We stumbled into an unexpected behavior when opening a hdf5 file with file locking disabled and accessing an external link: The file containing the external link is accessed with file locking enabled.
We were expecting that by default the external link files would be opened with the same file locking as the main file, i.e., the file locking would be “inherited” like it is the case for the read/write mode.
This script reproduces the issue: accessing data in the main file works but not in the external link file:
link_locking_issue.py (757 Bytes)
The main file is opened by passing
h5py.File (which calls
H5Pset_file_locking to disable file locking in the file access property list passed to open the file).

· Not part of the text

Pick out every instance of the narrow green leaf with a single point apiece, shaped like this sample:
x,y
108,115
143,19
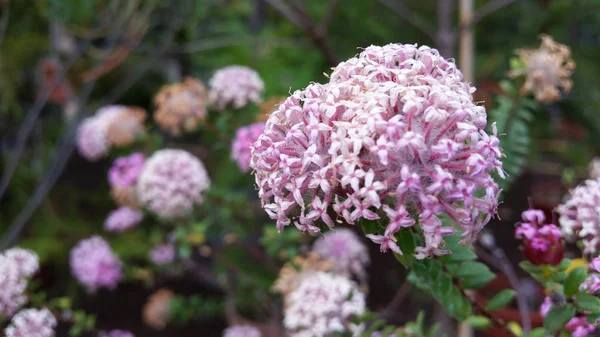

Then h5py opens the external link with a default file access property list, and so with file locking:
See https://github.com/h5py/h5py/blob/6b512e5edf80f6660e0f07c704ab59faa733008b/h5py/_hl/group.py#L357 and https://github.com/h5py/h5py/blob/6b512e5edf80f6660e0f07c704ab59faa733008b/h5py/_hl/base.py#L129-L135
I’m raising this issue here rather than in the h5py repository, because even if this might be fixable in h5py, I was expecting that libhdf5 would at least by default inherit the file access property list (or some of it) from the main file when accessing an external link (related to External links & VFDs).
To try and propose a fix for this issue to h5py, I looked at retrieving the file locking value from the opened file id’s access property list in order to use it for opening external links.
However it seems the file locking value is not set in the access property list retrieved from the opened file. This script reproduce the issue:
fapl_locking_issue.py (513 Bytes)
Any idea how to tackle this issue? What is the proper way to handle file access property list?
I believe this is mostly an oversight and the library should be fixed so that files opened through external links inherit the file locking settings from the parent file when a default FAPL is used. I have a branch now that does this, however a few things I noted:
When I run your first example, I actually get a “file locking flag values don’t match” failure when opening the main file with
locking=False during the
read() method. This is because the __main__ method already has the main file open in append mode with the default file locking setting of on (at least on my machine and with my default build of HDF5). Did you otherwise have file locking in HDF5 disabled through the environment variable or the library configure/build time option?
While in my branch the library will now cause the file locking setting to be inherited when a default FAPL is used during opening of files through external links, from your second link h5py appears to be creating a FAPL so that it can call
set_fclose_degree on it before setting it on the LAPL with
set_elink_fapl. In this case, the library will not cause the external file to inherit the parent file’s locking setting since the FAPL used isn’t a default FAPL. That said, with my changes you should be able to properly retrieve the setting from the parent file’s access property list (your second example works correctly with my branch) and set that on the FAPL as well before it gets set on the LAPL with
Hi @jhenderson ,
Thanks for your answer!
When I run your first example, I actually get a “file locking flag values don’t match”
I tested it on macOS. On Linux, I get the same issue has you.
This is due to the way Python
Process by default: “spawn” on macOS but “fork” on Linux… Please check with this version of the script which uses spawn on all platforms: link_locking_issue.py (800 Bytes)
the file locking setting to be inherited when a default FAPL is used during opening of files through external links
Sounds good, thanks!
you should be able to properly retrieve the setting from the parent file
Great, if it’s not possible for h5py to use a default fapl, then this will be really useful.
BTW, let me know if/when your branch with the fixes is publicly available, so I can check what can be done on h5py side with it.